Chainsaw guy is actually Byron Brown, a mechanic from St. Paul, whose skin is still splattered with grease from a car he worked on earlier. He figured it fit with his look, which suggests he's taken a sawmill blade to his face.
Some actors like to repeatedly scare the same visitor. Or eavesdrop on conversations to creepily address guests by name. Brown's favorite scare tactic is the bait-and-switch: One actor distracts the guests while he leaps onto the wagon. "All of a sudden, you're right there and 'boom,' they jump out of their seats!" he said.
After passengers are dropped off outside the prison, they go on a long walk through one scene after another. Some scares unfold slowly, such as the tension-building tiptoe through the aisle of a prison-yard bus, where shadowy figures slump in the seats. Others are literal shockers, including an electric chair execution gone awry.

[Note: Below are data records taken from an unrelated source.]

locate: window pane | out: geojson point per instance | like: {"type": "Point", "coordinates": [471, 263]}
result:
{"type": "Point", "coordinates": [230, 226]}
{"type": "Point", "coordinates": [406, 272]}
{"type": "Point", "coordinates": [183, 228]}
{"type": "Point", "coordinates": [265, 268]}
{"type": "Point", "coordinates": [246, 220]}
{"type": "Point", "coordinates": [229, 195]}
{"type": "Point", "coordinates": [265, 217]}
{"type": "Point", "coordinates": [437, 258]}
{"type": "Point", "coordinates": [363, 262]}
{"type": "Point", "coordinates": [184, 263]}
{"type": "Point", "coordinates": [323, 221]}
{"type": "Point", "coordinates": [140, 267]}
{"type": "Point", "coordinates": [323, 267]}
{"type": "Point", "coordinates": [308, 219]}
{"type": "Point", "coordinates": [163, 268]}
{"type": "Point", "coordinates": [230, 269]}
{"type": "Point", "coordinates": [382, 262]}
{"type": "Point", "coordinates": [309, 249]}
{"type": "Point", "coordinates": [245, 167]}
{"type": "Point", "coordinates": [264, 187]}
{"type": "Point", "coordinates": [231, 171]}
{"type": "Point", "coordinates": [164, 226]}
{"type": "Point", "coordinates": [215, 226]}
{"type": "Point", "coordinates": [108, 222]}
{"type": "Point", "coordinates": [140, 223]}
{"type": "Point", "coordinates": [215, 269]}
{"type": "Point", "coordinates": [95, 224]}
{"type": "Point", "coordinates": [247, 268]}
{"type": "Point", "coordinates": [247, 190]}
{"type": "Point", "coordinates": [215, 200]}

In the salvage yard, a bloodied mechanic with black eyeballs (costume contact lenses) steps out from the shadow of a junked car. It's Oliver Bauer, a high school thespian from Vadnais Heights playing a role very different from the one he holds in his school production of "Clue."
Bauer likes to bang on oil drums, or crouch under a wreck and grab ankles, or follow guests and trail his fingers up their back while growling and hissing. Unlike many haunted attractions, Dead End allows its actors to touch guests (with limits). It helps break the "fourth wall" and makes guests feel like they're actually in a horror movie instead of just watching it.
"We have people who drop to the floor," Bauer said. "We have people who cry. We have people who pee themselves, and they announce it to everyone, like, 'Omigod, I just peed myself.' "
As acting gigs go, Dead End is no Guthrie. Roles pay about $15 an hour, can stretch into the wee hours and include acting in the rain and mud.
"Sometimes it's not glamorous," Hastings admits. "It's an incredibly physical job. You lose your voice."
Yet each year, a majority of the staff comes back, in part due to the camaraderie Dead End cultivates. (There are post-show meals and pre-season parties.) Sometimes even the owner joins right in the fun. Last season, Hastings spent a night hiding in the show, deploying his signature "jumpscare" (exactly what it sounds like). "I haven't laughed and been so entertained all year," he recalled.
Scaring, Hastings said, is a symbiotic relationship: The scare-ers get as much thrill as the scare-ees. "The customer gets an adrenaline rush from your scaring them, as those brain chemicals get their heart pumping. But as a scare actor, you get that rush, too."